October 21, 2019 at 1:01 am

Going out gracefully…

Twenty-four more valedictions at Buzzfeed’s “The Last Words Of 25 Famous Dead Writers.”  And many more parting shots– like Oscar Wilde’s “My wallpaper and I are fighting a duel to the death. One or the other of us has to go”– at Wikiquote’s Famous Last Words.

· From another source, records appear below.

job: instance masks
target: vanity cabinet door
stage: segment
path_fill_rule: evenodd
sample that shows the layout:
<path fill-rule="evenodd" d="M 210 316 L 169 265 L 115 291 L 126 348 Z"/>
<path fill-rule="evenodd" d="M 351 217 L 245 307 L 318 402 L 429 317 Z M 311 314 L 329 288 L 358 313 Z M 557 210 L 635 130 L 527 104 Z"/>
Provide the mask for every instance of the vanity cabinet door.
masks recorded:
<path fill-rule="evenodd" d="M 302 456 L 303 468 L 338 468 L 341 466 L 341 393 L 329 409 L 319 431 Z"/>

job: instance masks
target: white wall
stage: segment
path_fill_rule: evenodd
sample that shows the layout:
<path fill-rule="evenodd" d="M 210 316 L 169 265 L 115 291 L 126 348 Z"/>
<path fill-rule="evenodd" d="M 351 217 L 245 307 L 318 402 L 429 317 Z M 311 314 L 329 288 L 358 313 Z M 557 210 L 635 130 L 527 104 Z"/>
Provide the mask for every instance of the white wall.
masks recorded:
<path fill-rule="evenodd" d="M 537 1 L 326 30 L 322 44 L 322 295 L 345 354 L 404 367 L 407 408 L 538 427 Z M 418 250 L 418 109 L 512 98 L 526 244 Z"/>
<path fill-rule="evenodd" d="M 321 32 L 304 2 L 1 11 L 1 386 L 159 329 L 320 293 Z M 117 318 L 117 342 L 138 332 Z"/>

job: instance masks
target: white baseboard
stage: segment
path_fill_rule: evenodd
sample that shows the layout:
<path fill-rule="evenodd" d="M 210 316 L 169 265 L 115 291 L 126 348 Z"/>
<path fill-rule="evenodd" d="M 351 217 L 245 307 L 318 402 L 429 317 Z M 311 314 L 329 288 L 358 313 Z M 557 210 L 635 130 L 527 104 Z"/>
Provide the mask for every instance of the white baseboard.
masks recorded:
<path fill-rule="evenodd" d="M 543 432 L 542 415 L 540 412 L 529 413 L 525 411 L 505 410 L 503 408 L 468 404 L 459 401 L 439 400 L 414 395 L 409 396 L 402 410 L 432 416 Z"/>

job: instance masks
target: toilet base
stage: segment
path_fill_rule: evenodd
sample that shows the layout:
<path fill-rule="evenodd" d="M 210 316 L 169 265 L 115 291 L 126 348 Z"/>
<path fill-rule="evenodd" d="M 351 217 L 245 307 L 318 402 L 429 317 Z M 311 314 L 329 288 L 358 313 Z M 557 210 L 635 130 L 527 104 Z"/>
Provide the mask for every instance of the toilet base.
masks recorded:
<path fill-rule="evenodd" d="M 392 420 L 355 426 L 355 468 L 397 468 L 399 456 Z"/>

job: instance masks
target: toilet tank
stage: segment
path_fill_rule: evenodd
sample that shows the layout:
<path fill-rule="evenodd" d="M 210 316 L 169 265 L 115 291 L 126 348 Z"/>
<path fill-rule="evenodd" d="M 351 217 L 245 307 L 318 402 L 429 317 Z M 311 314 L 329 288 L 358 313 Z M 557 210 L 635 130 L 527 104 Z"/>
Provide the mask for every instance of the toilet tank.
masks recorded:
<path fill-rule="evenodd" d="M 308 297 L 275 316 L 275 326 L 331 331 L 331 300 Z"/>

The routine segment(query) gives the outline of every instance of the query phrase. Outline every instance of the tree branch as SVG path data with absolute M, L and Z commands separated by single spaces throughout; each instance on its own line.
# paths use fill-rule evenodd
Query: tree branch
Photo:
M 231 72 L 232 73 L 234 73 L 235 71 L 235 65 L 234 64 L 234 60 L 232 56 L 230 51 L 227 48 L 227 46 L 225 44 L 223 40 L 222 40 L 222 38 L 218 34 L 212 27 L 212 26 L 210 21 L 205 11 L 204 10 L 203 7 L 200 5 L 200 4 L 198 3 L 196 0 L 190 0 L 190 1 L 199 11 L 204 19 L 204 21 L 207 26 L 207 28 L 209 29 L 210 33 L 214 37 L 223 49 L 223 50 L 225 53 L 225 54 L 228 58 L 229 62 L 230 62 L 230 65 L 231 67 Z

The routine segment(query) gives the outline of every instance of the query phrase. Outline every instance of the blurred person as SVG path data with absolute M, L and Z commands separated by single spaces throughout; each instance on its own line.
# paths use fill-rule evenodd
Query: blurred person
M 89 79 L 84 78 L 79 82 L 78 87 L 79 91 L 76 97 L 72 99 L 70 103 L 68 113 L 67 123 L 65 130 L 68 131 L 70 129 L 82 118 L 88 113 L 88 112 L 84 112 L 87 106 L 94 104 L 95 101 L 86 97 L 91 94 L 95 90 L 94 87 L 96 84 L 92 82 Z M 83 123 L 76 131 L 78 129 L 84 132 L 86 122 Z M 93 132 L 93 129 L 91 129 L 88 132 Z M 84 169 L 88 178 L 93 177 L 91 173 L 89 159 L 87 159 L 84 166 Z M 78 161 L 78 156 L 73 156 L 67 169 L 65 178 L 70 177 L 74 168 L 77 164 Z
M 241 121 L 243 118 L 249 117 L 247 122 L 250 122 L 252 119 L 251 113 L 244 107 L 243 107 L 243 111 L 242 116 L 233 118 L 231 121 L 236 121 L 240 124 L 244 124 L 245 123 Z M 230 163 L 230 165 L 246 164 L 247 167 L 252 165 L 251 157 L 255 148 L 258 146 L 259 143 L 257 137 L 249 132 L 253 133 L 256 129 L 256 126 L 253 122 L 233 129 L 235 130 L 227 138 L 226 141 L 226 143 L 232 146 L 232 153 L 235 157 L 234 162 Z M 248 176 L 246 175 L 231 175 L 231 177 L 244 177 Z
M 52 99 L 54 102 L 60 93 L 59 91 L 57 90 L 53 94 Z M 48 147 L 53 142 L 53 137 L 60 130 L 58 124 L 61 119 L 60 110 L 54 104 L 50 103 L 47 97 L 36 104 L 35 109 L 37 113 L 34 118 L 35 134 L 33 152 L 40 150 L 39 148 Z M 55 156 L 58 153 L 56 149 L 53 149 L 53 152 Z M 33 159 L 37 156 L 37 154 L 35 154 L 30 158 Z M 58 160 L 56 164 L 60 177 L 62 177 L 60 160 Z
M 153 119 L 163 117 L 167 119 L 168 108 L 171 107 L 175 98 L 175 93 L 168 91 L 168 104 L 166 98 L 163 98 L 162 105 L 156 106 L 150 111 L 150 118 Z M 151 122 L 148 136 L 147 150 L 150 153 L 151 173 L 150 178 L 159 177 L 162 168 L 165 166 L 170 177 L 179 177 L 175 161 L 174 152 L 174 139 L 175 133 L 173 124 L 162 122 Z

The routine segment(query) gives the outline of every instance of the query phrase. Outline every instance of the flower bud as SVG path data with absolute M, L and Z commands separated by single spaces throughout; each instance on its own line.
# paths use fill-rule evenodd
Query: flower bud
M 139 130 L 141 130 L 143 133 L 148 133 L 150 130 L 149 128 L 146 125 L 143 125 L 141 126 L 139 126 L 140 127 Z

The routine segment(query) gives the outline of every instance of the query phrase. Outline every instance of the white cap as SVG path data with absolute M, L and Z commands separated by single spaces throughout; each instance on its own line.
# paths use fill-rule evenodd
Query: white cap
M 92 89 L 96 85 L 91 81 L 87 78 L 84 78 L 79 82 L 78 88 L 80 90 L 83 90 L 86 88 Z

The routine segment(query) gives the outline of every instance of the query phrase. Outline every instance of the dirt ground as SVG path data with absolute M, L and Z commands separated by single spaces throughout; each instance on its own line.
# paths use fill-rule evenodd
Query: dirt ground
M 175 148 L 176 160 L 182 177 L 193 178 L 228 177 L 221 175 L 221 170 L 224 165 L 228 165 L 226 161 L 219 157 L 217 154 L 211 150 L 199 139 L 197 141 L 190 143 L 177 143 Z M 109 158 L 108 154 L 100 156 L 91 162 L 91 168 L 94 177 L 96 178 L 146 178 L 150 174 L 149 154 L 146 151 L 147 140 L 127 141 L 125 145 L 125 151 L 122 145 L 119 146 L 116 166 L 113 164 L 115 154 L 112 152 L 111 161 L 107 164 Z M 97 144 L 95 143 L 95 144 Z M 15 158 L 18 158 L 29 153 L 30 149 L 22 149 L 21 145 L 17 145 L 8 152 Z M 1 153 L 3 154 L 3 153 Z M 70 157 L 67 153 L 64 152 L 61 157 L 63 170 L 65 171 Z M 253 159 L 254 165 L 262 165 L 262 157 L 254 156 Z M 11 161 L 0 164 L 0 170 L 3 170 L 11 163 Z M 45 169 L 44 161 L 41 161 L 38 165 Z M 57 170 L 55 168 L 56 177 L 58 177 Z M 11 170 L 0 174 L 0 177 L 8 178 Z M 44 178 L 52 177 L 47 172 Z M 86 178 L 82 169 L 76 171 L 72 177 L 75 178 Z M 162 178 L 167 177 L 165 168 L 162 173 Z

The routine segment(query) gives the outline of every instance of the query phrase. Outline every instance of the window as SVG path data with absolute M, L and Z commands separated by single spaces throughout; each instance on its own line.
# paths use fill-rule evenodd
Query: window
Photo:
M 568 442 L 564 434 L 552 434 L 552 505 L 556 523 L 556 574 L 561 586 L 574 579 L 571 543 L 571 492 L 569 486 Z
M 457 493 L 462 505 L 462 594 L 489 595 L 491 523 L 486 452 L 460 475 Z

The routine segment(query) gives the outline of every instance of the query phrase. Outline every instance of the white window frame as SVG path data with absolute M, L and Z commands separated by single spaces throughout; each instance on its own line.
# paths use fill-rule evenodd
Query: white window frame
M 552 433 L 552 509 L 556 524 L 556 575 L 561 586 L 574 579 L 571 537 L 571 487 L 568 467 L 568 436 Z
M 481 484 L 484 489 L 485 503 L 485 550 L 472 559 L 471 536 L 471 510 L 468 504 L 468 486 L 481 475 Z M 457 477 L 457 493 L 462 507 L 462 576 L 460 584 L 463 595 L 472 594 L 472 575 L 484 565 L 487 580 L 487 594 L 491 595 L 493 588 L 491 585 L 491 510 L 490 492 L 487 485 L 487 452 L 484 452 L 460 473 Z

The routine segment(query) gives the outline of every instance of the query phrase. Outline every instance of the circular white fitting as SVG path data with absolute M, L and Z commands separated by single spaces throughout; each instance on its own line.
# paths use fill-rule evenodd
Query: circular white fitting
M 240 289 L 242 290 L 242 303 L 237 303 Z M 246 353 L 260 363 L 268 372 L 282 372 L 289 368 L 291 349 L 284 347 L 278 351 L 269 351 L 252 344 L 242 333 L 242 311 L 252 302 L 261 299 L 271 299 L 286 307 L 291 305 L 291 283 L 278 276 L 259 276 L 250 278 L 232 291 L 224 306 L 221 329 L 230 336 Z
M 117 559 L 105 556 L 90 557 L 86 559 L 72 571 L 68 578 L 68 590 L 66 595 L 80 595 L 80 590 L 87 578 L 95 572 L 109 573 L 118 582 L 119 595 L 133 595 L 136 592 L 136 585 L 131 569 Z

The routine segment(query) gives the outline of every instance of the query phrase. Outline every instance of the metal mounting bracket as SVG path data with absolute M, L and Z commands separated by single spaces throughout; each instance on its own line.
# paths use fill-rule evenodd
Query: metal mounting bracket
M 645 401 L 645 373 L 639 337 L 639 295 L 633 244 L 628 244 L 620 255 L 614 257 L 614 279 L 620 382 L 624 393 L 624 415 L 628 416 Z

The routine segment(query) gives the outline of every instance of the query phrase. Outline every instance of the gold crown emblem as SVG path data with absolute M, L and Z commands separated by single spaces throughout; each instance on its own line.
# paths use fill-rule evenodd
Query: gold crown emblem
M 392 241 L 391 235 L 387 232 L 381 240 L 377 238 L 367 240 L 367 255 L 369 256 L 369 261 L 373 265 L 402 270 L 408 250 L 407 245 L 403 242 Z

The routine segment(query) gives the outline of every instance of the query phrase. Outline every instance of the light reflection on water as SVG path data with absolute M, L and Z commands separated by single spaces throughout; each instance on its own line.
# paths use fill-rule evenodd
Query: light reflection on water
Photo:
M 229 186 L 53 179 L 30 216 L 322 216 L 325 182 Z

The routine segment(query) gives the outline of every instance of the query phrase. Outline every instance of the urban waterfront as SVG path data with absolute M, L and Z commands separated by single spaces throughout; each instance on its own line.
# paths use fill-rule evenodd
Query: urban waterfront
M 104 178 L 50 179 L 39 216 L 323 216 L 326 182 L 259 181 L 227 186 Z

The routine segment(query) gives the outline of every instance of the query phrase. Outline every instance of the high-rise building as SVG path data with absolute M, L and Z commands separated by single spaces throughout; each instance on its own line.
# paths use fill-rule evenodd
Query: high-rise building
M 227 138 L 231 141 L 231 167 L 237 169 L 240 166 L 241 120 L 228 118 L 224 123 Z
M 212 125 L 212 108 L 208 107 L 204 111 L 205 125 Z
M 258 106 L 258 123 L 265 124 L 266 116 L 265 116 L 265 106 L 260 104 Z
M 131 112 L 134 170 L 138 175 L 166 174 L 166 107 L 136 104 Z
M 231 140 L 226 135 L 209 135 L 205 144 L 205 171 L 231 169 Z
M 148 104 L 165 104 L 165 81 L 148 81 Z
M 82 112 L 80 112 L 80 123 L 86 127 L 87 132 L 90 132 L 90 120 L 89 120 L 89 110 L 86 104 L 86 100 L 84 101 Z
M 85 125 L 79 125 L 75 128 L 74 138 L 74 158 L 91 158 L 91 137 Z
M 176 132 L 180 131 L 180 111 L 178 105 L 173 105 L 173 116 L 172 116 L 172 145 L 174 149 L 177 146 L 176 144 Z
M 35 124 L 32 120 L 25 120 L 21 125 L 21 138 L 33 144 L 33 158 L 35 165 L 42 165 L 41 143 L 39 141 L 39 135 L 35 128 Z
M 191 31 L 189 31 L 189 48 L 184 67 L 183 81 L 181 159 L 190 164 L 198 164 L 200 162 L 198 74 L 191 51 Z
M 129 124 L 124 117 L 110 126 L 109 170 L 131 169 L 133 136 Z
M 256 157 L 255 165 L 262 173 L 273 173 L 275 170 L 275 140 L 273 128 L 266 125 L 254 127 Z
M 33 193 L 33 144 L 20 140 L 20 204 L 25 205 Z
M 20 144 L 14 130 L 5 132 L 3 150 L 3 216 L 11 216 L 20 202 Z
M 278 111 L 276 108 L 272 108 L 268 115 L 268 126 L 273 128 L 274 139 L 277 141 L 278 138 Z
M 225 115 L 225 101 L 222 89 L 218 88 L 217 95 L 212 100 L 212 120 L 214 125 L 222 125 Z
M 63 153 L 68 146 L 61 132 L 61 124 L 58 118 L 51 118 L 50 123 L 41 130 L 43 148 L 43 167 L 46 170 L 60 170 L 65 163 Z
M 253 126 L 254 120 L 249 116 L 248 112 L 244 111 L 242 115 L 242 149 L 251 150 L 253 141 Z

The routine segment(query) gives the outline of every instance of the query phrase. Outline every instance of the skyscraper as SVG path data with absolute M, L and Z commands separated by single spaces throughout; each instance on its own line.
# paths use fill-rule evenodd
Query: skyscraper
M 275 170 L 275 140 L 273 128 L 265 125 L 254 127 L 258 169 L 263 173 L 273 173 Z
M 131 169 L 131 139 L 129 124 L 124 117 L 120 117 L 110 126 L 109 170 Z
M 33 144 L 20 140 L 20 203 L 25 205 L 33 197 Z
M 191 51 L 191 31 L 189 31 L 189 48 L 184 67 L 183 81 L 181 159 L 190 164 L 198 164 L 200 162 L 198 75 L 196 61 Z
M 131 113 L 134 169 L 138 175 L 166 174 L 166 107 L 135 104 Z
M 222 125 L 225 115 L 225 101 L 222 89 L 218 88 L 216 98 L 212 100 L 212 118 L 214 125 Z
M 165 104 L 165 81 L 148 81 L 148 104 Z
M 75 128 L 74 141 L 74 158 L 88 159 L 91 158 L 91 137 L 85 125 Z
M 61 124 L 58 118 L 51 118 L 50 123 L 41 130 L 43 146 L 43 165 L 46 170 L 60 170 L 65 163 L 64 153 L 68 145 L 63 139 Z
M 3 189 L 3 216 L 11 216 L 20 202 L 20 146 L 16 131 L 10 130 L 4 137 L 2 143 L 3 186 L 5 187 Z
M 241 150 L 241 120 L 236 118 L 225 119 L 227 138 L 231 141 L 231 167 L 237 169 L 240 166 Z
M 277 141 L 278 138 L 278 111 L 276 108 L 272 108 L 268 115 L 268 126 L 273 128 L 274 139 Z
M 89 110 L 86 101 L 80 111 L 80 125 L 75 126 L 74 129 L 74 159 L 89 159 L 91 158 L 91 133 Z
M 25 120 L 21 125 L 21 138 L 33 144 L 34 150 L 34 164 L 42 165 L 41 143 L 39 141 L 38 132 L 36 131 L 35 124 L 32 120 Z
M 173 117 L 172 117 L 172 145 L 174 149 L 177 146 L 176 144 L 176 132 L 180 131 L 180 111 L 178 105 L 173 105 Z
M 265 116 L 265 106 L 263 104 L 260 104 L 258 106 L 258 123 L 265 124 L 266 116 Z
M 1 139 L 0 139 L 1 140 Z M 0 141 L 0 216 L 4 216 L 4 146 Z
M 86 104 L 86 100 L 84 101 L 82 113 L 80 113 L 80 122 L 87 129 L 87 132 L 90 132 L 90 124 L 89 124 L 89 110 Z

As we rehearse our final scenes, we might spare a tuneful thought for trumpeter, bandleader, and composer Miles Dewey Davis III; he died on this date in 1991.  Davis was a pioneer of a number of jazz forms– bebop, cool jazz, hard bop, modal jazz, and jazz fusion, among others– but was perhaps even more influential for the musicians he launched in his bands (an extraordinary roster that includes Bill Evans, Gerry Mulligan, John Coltrane, Cannonball Adderley, Wayne Shorter, Herbie Hancock, Keith Jarrett, Chick Corea, Elvin Jones, and Jack DeJohnette) and for the bands and musicians he influenced (and equally amazing list that includes Lalo Schifrin, Tangerine Dream, King Crimson, Steely Dan, Frank Zappa, Duane Allman, Radiohead, The Flaming Lips, Lydia Lunch, Jerry Garcia, and Prince).